Oysa erkekler öylemi ki; yüreklerini seller alsa da gözleri çorak toprak gibi nem almaz; çünkü erkekler ağlamaz…
Ananız ölmesin erkekler; sizi böyle kandırmış, dert tasa ne varsa içinize gömmüşler işte.
Oysa kadın öylemi ki; kadın ağlar, içinde ne varsa hepsini kusar, hepsini ağlar.  Bu demektir ki, yolun en başından itibaren kusmak kadının kaderi, her şeyi yutmak, en sonunda kusmak ise erkeğin kaderidir…
Kadın ağlar cancağızım, kadın ağlar; kadının ağlaması yağmur sonrası dinginliktir; zira açık havaya ağlar, yani dışına. Dışına ağladı mıydı kadın; içinde ne gam, tasa varsa hepsi çıkar gider…
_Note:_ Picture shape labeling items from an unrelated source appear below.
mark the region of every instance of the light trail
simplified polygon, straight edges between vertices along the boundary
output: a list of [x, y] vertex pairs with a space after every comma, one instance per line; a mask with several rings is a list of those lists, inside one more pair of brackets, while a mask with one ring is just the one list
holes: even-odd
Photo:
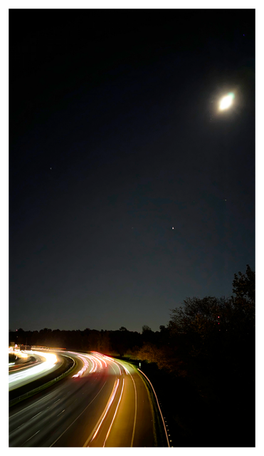
[[142, 373], [142, 374], [143, 374], [143, 375], [144, 375], [144, 377], [146, 377], [146, 378], [147, 378], [147, 381], [148, 381], [148, 382], [149, 383], [149, 384], [152, 385], [152, 390], [153, 390], [153, 393], [154, 393], [154, 395], [155, 395], [155, 398], [156, 398], [157, 403], [157, 405], [158, 405], [159, 410], [159, 413], [160, 413], [160, 415], [161, 415], [161, 417], [162, 417], [162, 421], [163, 421], [163, 425], [164, 425], [164, 426], [165, 434], [166, 434], [167, 441], [167, 443], [168, 443], [168, 447], [169, 447], [169, 442], [168, 434], [167, 434], [167, 429], [166, 429], [166, 425], [165, 425], [165, 423], [164, 423], [164, 419], [163, 419], [163, 416], [162, 416], [162, 410], [160, 410], [160, 407], [159, 407], [159, 404], [158, 398], [157, 398], [157, 394], [156, 394], [156, 393], [155, 393], [155, 390], [154, 389], [154, 388], [153, 388], [153, 385], [152, 385], [152, 383], [151, 383], [150, 380], [149, 380], [149, 378], [148, 378], [147, 377], [147, 375], [144, 373], [144, 372], [142, 372], [142, 370], [140, 370], [140, 369], [137, 369], [137, 370], [138, 370], [139, 372], [141, 372], [141, 373]]
[[105, 442], [104, 442], [104, 445], [102, 445], [102, 447], [105, 447], [105, 442], [107, 441], [107, 438], [108, 438], [108, 435], [109, 435], [109, 434], [110, 433], [111, 428], [112, 428], [112, 423], [114, 423], [114, 420], [115, 420], [115, 415], [116, 415], [116, 414], [117, 414], [117, 409], [118, 409], [119, 405], [120, 405], [120, 400], [121, 400], [122, 395], [122, 393], [123, 393], [124, 383], [125, 383], [125, 378], [123, 378], [123, 385], [122, 385], [122, 391], [121, 391], [120, 397], [120, 398], [119, 398], [118, 404], [117, 404], [117, 408], [115, 409], [115, 415], [114, 415], [114, 417], [113, 417], [113, 418], [112, 418], [112, 423], [111, 423], [111, 424], [110, 424], [110, 428], [108, 429], [108, 432], [107, 432], [107, 436], [106, 436], [106, 437], [105, 437]]
[[115, 361], [114, 361], [114, 360], [112, 359], [112, 358], [110, 358], [110, 356], [106, 356], [105, 355], [105, 358], [106, 358], [107, 359], [108, 359], [110, 361], [111, 361], [112, 363], [114, 363], [114, 364], [115, 364], [115, 366], [118, 368], [119, 371], [120, 373], [120, 375], [122, 375], [122, 372], [121, 372], [121, 369], [119, 367], [118, 364], [117, 364], [117, 363], [115, 363]]
[[[107, 414], [107, 412], [108, 412], [108, 410], [109, 410], [109, 409], [110, 409], [110, 408], [111, 406], [111, 404], [112, 404], [112, 401], [115, 399], [115, 396], [116, 393], [117, 393], [118, 385], [119, 385], [119, 378], [117, 378], [117, 380], [116, 380], [115, 382], [115, 385], [114, 385], [114, 388], [113, 388], [111, 396], [110, 396], [110, 399], [109, 399], [109, 400], [108, 400], [108, 402], [107, 403], [107, 405], [106, 405], [106, 407], [105, 407], [105, 410], [104, 410], [104, 411], [103, 411], [103, 413], [102, 414], [102, 415], [103, 415], [103, 417], [102, 417], [102, 418], [100, 418], [100, 420], [99, 420], [100, 423], [99, 423], [99, 425], [98, 424], [97, 425], [97, 429], [96, 429], [96, 430], [95, 430], [95, 433], [93, 435], [93, 437], [92, 440], [90, 440], [90, 442], [93, 442], [93, 440], [95, 438], [95, 437], [97, 436], [97, 435], [98, 433], [98, 431], [99, 431], [99, 430], [100, 430], [100, 427], [102, 425], [102, 423], [103, 420], [105, 420], [105, 417], [106, 417], [106, 415]], [[102, 415], [101, 415], [101, 417], [102, 417]], [[89, 439], [88, 439], [88, 441], [89, 441]], [[87, 446], [87, 443], [88, 443], [88, 441], [85, 442], [85, 443], [84, 445], [85, 447]]]
[[[73, 353], [73, 351], [70, 351], [70, 353]], [[76, 353], [75, 353], [76, 354]], [[80, 358], [80, 359], [83, 361], [83, 368], [80, 369], [80, 370], [79, 370], [79, 372], [78, 372], [77, 373], [75, 373], [74, 375], [73, 375], [73, 378], [74, 377], [81, 377], [81, 375], [85, 372], [85, 370], [87, 370], [87, 369], [88, 368], [89, 364], [87, 362], [87, 360], [83, 358], [83, 356], [80, 356], [80, 355], [78, 355], [78, 357]]]
[[9, 388], [16, 383], [19, 383], [24, 381], [26, 378], [33, 379], [33, 377], [39, 375], [41, 373], [47, 372], [52, 369], [57, 363], [57, 357], [52, 353], [43, 353], [38, 351], [32, 352], [33, 354], [42, 356], [46, 359], [43, 363], [38, 364], [38, 366], [33, 366], [28, 367], [28, 369], [23, 370], [22, 372], [16, 372], [11, 373], [9, 375]]
[[[104, 388], [106, 382], [104, 383], [103, 385], [102, 386], [101, 389], [100, 390], [100, 391], [98, 391], [98, 393], [97, 393], [96, 396], [94, 397], [94, 398], [93, 399], [93, 400], [90, 401], [90, 404], [88, 404], [87, 405], [87, 407], [85, 407], [85, 408], [84, 409], [84, 410], [83, 410], [83, 412], [81, 413], [80, 413], [80, 415], [77, 417], [77, 418], [75, 418], [74, 420], [74, 421], [73, 421], [73, 423], [70, 423], [70, 425], [69, 426], [68, 426], [67, 429], [65, 429], [62, 434], [60, 434], [60, 435], [59, 435], [59, 437], [53, 442], [53, 443], [52, 443], [50, 446], [50, 448], [51, 448], [51, 447], [53, 446], [53, 445], [56, 444], [56, 442], [58, 442], [58, 440], [60, 438], [60, 437], [62, 437], [63, 435], [63, 434], [65, 434], [65, 432], [66, 431], [68, 431], [68, 429], [70, 429], [70, 426], [72, 426], [73, 425], [73, 423], [75, 423], [75, 421], [77, 421], [77, 420], [78, 418], [80, 418], [80, 415], [83, 415], [83, 413], [84, 413], [84, 412], [86, 410], [87, 408], [88, 408], [88, 407], [90, 407], [90, 405], [91, 405], [91, 403], [95, 400], [95, 399], [97, 397], [98, 394], [100, 394], [100, 393], [102, 391], [102, 388]], [[83, 446], [86, 446], [85, 444]]]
 Erkek ağlamaz, lakin yüreği ağlar içceğizine; erkek içine ağladığı için, içi göl olur, çamur olur, batak olur yüreği; zira açık havası yoktur ki nemini alsın, çamurunu kurutsun yüreğinin. Ondandır ki gamı da, kederi de yosunlaşır kendi içinde erkeğin…
Bu iki yol arkadaşının halini bi düşünün bakalım; artık, erkeğin göz yaşından yollar ıslak, cadde ıslak, erkeğin gözü gözlük altında hep ama hep ıslak…
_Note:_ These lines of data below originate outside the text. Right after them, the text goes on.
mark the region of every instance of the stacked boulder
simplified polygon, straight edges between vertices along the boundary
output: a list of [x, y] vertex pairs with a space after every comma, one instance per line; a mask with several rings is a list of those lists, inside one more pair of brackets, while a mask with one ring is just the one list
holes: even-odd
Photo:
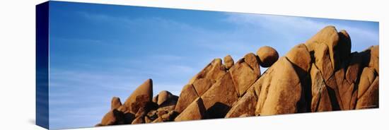
[[149, 79], [124, 104], [114, 97], [96, 126], [378, 108], [379, 46], [352, 53], [351, 44], [327, 26], [281, 57], [265, 46], [235, 63], [215, 59], [179, 96], [153, 98]]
Ne demiştik? Kız çocuğu çocukluğunda mızmızdır ağlar, erkek dün ağlamadığı için, o bugün, dünkü o mızmız kız çocuk gibi her şeye mızmızca ağlar… Bir reklam seyretsin ona da ağlar…
Neden erkek büyüdükçe çocuklaşır hiç düşündünüz mü? İşte sırf ona biçilen bu rol model yüzünden; o erkektir, o erkek adamdır, o ağlamaz, o ağır olmak zorundadır, o ağabeydir, o babadır… İşte bu yüzden onun çocukluğundan bu yana hayat yolculuğunda, o kadar çok açığı vardır ki ve o kadar çok boşluğu… Vayki ne vay! Ondandır ki geriye sarar erkek;  zira boşluklar çeker onu, açıklar çeker kendine. Zira her boşluk ve her açık insanın artçı depremleridir; sarsarak çağırırlar kendine ve sarsarak doldururlar tüm açık ve boşlukları…
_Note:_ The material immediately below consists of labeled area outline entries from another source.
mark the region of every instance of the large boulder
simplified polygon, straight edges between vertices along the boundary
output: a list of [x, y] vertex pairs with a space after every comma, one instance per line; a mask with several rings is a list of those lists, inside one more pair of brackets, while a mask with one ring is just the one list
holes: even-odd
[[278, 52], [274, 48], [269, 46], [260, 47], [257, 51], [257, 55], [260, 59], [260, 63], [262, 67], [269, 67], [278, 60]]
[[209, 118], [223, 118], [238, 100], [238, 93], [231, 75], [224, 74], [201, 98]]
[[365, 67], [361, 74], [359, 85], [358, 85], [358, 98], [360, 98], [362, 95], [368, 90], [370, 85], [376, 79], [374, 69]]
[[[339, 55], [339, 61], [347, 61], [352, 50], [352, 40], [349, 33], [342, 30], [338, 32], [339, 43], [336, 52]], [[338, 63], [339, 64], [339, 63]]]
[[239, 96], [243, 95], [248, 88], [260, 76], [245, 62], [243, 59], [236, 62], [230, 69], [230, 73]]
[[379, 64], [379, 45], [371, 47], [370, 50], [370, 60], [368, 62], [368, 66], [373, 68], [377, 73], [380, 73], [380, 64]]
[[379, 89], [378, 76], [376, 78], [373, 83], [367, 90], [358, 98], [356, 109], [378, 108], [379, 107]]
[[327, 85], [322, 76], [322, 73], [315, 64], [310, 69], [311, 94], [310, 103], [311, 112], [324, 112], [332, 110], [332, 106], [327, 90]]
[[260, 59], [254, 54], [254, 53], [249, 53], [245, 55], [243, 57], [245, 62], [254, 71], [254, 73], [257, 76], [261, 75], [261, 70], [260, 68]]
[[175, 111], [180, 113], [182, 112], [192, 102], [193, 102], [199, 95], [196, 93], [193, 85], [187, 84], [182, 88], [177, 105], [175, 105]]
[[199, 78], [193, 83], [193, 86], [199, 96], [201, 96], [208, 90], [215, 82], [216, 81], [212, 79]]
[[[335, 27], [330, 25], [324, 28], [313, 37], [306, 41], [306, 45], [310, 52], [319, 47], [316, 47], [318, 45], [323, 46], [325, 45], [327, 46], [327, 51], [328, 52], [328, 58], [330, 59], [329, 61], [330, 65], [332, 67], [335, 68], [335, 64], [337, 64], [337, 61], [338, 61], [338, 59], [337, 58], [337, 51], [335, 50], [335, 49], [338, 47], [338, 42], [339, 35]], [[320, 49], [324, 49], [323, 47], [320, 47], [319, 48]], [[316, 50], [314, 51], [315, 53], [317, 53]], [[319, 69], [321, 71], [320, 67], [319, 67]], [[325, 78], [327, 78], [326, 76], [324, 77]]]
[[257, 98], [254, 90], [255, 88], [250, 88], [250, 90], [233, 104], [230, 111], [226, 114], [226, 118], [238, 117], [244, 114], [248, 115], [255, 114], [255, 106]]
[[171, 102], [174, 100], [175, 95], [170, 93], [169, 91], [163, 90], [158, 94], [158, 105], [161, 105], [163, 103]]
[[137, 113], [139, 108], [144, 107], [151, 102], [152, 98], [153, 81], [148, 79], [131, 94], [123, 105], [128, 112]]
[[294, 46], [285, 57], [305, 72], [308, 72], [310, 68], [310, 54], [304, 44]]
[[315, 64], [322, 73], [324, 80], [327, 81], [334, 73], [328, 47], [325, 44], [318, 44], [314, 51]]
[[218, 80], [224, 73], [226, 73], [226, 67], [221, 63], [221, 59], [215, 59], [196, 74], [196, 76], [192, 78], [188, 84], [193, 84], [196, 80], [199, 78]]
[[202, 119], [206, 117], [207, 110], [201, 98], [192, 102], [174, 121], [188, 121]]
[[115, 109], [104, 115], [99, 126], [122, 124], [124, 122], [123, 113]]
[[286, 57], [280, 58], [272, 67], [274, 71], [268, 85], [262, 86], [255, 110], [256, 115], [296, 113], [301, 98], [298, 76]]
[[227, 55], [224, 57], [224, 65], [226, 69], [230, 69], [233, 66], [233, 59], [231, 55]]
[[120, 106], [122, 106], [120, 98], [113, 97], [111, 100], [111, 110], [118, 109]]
Kadın hayat yolculuğunda yolun her bir açığını doldura doldura ilerlediği için onun çok boşluğu olmaz; daha doğrusu kadın gözyaşlarıyla kapatır tüm gam tasasını. Öyleya, kadın isterse ağlar; ister mızmız desinler! İster oynar olmadık zamanda; isterse deli desinler! İster güler ağlanacak şeylere bile; isterse densiz desinler!  Ve artık kadın olgundur, zira boşluğu yoktur.  O kendi rolünü kendi biçmiş, kendi oynamıştır çünkü. Şimdiki rolü güçtür!  
Yazıkcağız erkekler öylemi ki; dedim ya hep bir rol ve son rollleri mızmızlık…
Şu mızmızlık evvela kız çocuğuyla tanışır amma ihalesi erkeğin son demine kalır…
Gördük ya; kim demiş “Erkekler ağlamaz?” En çokda erkekler ağlar; bırakın erkeklerde içlerine değil, dışına ağlasınlar… Bırakın; demeyin “Erkekler ağlamaz, sil göz yaşını” bırakın silmeyin erkeğin göz yaşlarını.